5. Basic program structure

For this course, a basic program structure is provided which predefines all required functions to solve the data analysis task.

The main() function includes predefined function calls related to the different sections of this course. It also includes tests to automatically validate the function implementations.

Todo

Open the analysis.py file and check the main() function. It contains the outline of this course and is structured accordingly. It looks complicated, however most of it are associated tests. Look for instance at assert df is not None. This line raises an AssertionError if the variable df is None. The testing provides you with a direct feedback and lets you know if your implemented functions work as expected.

Warning

Please only change the main() function when instructed during this course (indicated by the term FIXME). All new program code should be added to the other predefined functions.

Hint

The predefined function contain documentation explaining how the function should work. Additionally, hints are provided to help you implement the functions. For every hint usually just a few lines of code need to be written. You should use the hints to comment your code. Feel free to find your own solution if you don’t want to follow the hints.

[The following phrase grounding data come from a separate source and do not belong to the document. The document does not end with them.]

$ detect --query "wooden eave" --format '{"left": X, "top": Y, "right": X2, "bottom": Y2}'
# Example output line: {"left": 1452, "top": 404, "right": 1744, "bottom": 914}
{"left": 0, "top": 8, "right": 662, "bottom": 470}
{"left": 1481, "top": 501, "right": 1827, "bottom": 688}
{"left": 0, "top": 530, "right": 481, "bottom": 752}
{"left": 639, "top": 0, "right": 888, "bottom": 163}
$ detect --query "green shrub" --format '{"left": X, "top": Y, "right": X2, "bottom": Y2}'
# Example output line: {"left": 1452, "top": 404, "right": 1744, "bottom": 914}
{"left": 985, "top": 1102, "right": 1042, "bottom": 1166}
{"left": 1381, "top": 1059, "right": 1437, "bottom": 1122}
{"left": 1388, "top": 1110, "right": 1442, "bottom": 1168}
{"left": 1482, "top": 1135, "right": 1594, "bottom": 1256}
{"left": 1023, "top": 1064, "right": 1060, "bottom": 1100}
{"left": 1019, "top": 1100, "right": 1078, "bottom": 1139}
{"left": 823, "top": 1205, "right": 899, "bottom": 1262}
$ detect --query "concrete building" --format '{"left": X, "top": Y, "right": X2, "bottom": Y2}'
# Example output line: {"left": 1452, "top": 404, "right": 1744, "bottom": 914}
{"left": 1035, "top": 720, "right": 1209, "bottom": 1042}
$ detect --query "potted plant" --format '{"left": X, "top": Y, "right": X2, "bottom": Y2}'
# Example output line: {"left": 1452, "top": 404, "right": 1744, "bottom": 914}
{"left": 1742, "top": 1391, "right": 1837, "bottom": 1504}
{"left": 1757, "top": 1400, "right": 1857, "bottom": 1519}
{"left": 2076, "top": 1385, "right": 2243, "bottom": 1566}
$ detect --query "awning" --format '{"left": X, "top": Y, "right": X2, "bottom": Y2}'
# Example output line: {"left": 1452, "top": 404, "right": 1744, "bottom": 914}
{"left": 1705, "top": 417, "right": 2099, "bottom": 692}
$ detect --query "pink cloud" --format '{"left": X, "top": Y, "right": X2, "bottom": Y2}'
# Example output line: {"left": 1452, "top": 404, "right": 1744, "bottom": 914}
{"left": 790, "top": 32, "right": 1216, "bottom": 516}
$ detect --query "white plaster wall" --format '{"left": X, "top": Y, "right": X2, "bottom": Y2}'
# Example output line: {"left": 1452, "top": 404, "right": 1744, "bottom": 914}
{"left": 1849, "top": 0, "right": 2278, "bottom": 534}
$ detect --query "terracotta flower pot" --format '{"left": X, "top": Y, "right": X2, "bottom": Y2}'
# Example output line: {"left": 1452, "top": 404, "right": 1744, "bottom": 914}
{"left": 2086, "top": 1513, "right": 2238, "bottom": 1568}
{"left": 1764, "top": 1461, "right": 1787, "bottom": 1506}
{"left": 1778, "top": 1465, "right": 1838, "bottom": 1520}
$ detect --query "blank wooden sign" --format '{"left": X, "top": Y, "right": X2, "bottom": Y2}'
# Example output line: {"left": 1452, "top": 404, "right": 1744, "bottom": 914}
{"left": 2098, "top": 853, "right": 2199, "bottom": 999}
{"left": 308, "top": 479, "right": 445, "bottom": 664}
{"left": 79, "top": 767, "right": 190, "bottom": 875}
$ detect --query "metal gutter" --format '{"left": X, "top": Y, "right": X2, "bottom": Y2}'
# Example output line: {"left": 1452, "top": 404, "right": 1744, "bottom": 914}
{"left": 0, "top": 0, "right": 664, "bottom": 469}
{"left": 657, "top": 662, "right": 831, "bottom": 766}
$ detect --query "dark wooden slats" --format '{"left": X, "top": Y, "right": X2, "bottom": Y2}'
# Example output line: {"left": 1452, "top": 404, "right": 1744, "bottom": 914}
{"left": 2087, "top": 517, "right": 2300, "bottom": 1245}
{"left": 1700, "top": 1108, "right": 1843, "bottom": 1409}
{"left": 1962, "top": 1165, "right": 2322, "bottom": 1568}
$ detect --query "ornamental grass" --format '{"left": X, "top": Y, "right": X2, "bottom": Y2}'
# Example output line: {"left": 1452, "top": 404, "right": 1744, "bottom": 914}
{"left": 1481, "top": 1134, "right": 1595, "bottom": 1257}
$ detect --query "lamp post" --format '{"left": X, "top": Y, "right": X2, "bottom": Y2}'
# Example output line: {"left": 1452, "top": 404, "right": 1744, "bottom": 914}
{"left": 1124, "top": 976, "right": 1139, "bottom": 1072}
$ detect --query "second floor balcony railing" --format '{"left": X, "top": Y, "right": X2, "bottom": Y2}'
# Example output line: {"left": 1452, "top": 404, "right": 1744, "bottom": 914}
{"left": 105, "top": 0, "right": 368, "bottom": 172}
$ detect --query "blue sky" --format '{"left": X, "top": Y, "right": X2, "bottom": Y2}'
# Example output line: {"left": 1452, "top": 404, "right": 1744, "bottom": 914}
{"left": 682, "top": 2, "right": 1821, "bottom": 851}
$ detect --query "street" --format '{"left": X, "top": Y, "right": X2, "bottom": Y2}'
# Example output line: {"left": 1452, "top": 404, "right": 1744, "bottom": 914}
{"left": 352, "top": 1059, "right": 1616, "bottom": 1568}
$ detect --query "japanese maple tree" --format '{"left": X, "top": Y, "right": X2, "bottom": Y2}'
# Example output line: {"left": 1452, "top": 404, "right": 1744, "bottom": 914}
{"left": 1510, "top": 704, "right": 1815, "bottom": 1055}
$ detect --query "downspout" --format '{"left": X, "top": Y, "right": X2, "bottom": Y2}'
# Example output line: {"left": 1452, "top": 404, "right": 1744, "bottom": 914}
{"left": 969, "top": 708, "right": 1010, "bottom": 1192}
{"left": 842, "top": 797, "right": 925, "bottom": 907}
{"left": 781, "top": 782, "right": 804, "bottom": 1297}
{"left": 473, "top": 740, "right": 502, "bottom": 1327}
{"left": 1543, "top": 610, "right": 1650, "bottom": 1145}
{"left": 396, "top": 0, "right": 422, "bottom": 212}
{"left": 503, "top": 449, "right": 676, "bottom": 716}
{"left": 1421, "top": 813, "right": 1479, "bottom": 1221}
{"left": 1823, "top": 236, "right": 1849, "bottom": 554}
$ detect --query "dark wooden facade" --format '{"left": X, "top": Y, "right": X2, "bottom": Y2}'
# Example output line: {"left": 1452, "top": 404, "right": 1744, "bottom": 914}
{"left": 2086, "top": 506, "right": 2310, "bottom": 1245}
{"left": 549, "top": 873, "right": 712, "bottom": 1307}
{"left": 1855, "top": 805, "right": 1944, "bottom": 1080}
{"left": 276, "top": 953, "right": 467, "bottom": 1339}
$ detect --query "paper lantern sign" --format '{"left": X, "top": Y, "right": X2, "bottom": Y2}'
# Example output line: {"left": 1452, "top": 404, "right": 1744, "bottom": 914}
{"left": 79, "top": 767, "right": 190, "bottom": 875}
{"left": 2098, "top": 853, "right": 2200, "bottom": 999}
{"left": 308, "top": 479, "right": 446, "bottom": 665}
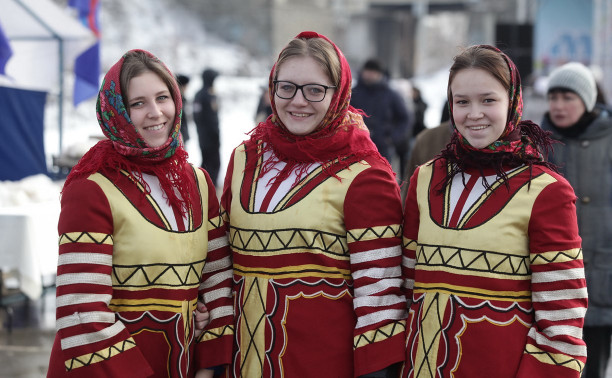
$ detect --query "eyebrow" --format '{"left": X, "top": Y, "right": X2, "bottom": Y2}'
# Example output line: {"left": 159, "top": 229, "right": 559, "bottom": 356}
{"left": 128, "top": 90, "right": 171, "bottom": 103}
{"left": 453, "top": 92, "right": 499, "bottom": 98}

6. Data preparation - Work data

In a first step, the obtained work data files should be merged into one dataframe. Therefore, the function get_dataframe_from_directory should be implemented.

Todo

Expand the get_dataframe_from_directory function to load all work data files and put them in one dataframe.

Ensure that the timestamp is in the Pandas datetime format and use the timestamp as index and sort your data according to it using sort_index().

Remove all columns containing “Unnamed”.

Todo

Check if the created dataframe gets validated successfully and if the dataframe has the correct shape.

In a second step, sensor-based picking errors should be removed from the user data analysis.

Todo

Implement the mask_dataframe function to remove:

all rows that contain “RemoveItem” in column “ActionName”
all columns that contain “pickItem” in row “ActionType” only if row “Error” is True.

Todo

Check if the adjusted dataframe gets validated successfully and if the dataframe has the correct shape.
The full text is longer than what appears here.